生傷の絶えぬ攘夷志士には必要不可欠な場所である。
けれどこんな小さな傷で行く必要などあるのか?そう言えば銀時は溜息をついて「常識だぞ」と呟いて説明し始めた。
「どれだけ小せェ傷でも菌が入ったら化膿しちまって腕が腐るのはわかるだろ?特に攘夷志士はそうだ。俺たちは今お世辞にも清潔とはいえねェ場所にいるんだ。菌が入る可能性は充分にある。わかったらさっさと行け!」
「ちっ、わかったよ」
銀時は説明し終えるなり大声で怒鳴って医務室の方角を指差した。
私が渋々歩き始めれば銀時は満足気に頬を緩ませて、腹が減ったと食堂の方へ体を向けた。
「失礼しまーす」
先程の部屋から数秒で医務室に着いた。恐る恐る木のドアを開ければ、中から「はい」とひとつ男の声。
少し気を張りながら医務室内へ足を進める。
中には栗色の長い髪を、十四郎のように後ろで高く結っている男。まるでどこかの話に出てくる王子様のような綺麗な顔立ちをしていて、その顔は優しそうに微笑んでいた。
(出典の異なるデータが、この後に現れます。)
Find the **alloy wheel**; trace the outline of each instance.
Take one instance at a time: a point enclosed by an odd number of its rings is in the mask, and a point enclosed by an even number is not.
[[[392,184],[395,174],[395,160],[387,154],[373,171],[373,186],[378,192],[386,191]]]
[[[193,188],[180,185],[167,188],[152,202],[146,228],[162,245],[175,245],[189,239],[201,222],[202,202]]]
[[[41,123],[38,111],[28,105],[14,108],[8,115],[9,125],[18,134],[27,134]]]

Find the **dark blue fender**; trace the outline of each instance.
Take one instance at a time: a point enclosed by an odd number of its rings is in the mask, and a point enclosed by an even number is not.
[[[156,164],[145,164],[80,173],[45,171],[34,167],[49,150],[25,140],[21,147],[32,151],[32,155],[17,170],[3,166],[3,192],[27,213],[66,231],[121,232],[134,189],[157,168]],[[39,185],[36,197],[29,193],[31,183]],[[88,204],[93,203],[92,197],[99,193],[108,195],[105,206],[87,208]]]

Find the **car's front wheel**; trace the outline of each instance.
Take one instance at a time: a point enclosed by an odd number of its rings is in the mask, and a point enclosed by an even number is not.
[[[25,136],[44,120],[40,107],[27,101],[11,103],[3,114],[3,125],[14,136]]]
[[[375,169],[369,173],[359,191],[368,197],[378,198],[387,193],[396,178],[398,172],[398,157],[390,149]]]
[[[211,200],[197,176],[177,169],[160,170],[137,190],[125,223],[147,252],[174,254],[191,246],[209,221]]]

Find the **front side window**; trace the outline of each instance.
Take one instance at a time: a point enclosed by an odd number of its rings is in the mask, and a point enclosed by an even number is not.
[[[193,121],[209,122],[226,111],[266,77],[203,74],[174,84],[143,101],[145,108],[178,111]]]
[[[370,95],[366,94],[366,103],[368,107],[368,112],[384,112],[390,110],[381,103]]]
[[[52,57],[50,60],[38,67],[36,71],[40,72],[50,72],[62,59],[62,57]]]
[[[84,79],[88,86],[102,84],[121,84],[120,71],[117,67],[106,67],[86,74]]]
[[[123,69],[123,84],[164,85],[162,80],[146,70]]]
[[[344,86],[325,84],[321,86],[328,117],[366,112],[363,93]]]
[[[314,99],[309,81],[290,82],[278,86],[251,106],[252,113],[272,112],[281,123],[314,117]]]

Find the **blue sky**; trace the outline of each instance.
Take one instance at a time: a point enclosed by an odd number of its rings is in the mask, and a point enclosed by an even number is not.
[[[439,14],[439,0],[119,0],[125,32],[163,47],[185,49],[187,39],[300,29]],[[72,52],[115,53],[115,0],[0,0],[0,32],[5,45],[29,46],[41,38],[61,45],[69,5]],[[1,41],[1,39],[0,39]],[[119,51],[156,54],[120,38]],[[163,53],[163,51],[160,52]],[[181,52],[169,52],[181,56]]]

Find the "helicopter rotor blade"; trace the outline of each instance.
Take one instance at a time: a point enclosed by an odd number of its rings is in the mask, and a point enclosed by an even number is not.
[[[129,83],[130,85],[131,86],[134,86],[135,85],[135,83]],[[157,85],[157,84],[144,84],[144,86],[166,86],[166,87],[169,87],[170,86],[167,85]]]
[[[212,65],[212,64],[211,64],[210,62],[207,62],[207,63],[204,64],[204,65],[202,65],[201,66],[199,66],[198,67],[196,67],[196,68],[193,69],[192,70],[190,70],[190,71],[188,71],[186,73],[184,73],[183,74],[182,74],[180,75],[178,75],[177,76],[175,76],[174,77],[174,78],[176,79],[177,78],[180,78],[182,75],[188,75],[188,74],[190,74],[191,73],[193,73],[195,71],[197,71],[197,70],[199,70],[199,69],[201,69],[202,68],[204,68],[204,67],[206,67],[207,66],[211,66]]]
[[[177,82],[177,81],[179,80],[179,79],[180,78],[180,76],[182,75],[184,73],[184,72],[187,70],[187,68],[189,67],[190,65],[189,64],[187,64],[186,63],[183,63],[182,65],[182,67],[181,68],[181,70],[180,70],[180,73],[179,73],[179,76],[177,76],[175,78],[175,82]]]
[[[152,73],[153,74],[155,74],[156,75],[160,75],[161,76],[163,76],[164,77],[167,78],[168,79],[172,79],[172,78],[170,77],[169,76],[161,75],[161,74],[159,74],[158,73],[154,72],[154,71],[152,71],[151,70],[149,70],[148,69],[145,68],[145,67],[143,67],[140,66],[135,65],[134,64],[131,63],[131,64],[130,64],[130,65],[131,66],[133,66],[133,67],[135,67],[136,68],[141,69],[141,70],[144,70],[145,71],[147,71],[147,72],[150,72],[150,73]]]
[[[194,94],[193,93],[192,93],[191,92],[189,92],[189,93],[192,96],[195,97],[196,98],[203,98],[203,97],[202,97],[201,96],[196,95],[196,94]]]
「きみが最近入ってきた新人だね。俺は睦月遥(むつき はるか)。」
「私は土方朔だ。——睦月といったか、腕の治療をしてくれ。」
「遥でいいよ。俺も朔って読んでいいかな?」
「——ああ、蓮。」
遥は一層笑みを濃くして私の腕を手にとった。
「うーん、大した怪我ではないようだから、消毒するだけでいいかな」
遥は棚から何かの植物を取り出すと、その葉をゆっくりと腕の傷につけた。あまりの冷たさにびくりと震えると蓮はくすくすと笑う。
なんて綺麗な笑い方をするのだろうか。そう思った。
女よりも綺麗な顔は思わず見とれてしまうほど美しい。女装でもすれば私より男が寄ってくるだろう。
「……よし、できたよ。定期的に消毒しにきてね。あと痛みが悪化したり膿んできたようならすぐ俺にいって」
「ありがとう」
遥がにっこりと笑うから、私も思わず頬を緩めた。
それと同時に心がぽかぽかと暖かくなるのが分かった。どうしてか凄く嬉しくなって緩んだ顔を隠すように医務室を後にする。
これが一目惚れというものなのだろうか。いや、違う。私には恋にうつつを抜かしている時間はないのだ。もしこれが一目惚れだとしても私には関係の無いこと。どうせ、直ぐ収まるだろう。
けれど、どうか、赤い顔がばれていません様に。そう願う。
これが、睦月凛の兄——睦月遥との、出会い。
それは尊くも切ない、御伽噺。さあて、これから何が起こるのやら。
「——遥、」
鼓動は、速い。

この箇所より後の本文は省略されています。